Conant is enamored of Lavi’s beet pasta and another dish, spaghetti with uni. He keeps using that stereotypical Italian hand gesture — his fingertips together, his arm in an upright wave, to express his delight at the pastas.
Conant grew up in Waterbury, Conn., surrounded by Italian Immigrants from Pontelandolfo, which happens to be the inspiration for the name the Ponte.
“I think when you allow the product to shine and get out of its way, that’s how you create greatness.”
“I think the food scene in L.A. really speaks for itself,” says Conant as he looks around the room. At 5 p.m. Lavi will pack up and the space will turn back into a French wine bar.
“I remember seven years ago when I first started coming to L.A.,” says Conant, “I would go to these little random shopping centers and eat really good food, but now it’s happening more and more. Chefs had really good sous chefs or cooks, and now they’ve gone out and are opening their own places and being creative — like this place.”
When Conant walks through the doors at Osteria Mozza, Nancy Silverton, Mario Batali and Joe Bastianich’s Italian restaurant on the corner of Melrose and Highland avenues, people turn in their chairs to look. Because although Conant may not be as recognizable as Batali, he’s spent considerable time on television as a frequent judge on the Food Network shows “Chopped” and busting the chops of his friend Bobby Flay on a show called “Beat Bobby Flay.”

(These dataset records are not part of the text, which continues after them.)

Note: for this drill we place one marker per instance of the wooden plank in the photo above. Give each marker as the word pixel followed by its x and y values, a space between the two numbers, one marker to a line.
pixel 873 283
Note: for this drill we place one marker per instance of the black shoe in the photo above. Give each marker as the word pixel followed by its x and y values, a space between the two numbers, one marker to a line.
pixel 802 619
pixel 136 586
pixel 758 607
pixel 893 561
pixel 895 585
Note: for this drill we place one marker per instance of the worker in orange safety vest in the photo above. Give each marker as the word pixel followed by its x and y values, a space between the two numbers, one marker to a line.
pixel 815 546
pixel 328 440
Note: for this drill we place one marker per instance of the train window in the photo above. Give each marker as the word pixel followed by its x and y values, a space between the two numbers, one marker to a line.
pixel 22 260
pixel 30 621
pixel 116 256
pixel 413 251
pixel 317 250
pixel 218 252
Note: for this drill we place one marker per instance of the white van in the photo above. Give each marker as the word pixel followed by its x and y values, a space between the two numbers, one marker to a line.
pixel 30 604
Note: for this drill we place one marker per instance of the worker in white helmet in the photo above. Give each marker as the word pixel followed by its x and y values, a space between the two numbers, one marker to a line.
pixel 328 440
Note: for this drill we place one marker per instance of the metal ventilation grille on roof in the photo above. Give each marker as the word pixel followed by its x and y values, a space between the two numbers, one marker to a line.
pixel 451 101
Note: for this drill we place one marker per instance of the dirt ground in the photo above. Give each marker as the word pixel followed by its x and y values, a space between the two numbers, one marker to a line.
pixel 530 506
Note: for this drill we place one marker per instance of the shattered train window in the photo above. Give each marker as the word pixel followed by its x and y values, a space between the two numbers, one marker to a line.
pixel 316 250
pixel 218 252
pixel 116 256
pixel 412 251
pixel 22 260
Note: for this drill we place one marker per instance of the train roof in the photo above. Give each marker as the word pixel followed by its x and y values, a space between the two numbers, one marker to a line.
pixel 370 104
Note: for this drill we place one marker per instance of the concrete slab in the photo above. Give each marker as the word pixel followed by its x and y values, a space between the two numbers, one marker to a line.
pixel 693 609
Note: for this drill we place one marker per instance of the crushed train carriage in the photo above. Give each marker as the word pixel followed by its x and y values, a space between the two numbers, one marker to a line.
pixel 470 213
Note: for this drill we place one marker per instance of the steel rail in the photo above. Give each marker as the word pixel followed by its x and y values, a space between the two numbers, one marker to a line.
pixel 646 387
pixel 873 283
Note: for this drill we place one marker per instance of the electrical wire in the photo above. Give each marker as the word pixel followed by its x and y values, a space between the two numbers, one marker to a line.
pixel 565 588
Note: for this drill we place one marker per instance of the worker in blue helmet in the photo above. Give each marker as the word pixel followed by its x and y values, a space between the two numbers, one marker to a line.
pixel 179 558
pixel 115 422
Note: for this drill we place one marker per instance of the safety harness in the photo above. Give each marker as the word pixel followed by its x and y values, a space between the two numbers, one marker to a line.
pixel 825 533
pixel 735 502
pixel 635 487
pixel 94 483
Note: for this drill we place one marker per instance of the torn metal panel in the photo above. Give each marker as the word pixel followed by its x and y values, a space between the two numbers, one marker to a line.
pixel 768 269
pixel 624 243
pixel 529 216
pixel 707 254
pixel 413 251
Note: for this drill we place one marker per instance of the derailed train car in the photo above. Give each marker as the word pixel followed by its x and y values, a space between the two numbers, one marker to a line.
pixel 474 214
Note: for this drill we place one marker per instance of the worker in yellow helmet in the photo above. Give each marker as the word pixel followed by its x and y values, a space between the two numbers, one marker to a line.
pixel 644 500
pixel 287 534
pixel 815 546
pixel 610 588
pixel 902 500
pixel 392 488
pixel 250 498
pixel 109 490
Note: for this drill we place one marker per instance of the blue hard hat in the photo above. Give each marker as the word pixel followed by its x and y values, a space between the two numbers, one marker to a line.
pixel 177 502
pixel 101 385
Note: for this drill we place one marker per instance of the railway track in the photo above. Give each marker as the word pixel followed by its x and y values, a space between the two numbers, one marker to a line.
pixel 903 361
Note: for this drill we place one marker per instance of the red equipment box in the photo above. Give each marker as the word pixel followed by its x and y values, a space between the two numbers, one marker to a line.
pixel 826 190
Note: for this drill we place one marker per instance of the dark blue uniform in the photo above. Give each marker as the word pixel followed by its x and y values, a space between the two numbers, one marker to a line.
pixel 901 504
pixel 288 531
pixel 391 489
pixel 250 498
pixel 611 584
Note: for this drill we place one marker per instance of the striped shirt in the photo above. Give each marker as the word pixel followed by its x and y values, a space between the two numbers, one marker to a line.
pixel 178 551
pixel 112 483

At a table in the corner of a back room, Conant asks the server to recommend some pastas, commencing a feast that will include salumi, prosciutto-wrapped grissini with truffle butter, not a few items from Silverton’s mozzarella bar — and pasta. The bucatini all’ Amatriciana arrives in a deep red swirl; the ricotta gnudi are surrounded by garlic scapes and English peas; the ricotta and egg raviolo comes as a single pillow of ricotta and egg swimming in browned butter; and each strand of tagliatelle is perfectly coated with a rich oxtail ragu.
Conant waits for everyone at the table to bring out their iPhones before delicately cutting into the raviolo. The yolk spills out in an orange pool.
“What are you guys going to eat?” he jokes.
With all those restaurants and all that television, you could categorize Conant as a celebrity chef, but he’s quick to disagree.
“I think the day you hear me refer to myself as a celebrity chef … forget about it.” He says that last bit as a single word, like he’s walked straight out of that scene from “Donnie Brasco.” “I don’t think of myself as famous. Listen, I’ve always prided myself on being a good cook.” He twirls a bit of bucatini onto his fork and takes a bite. “Oh, my God, that’s good.”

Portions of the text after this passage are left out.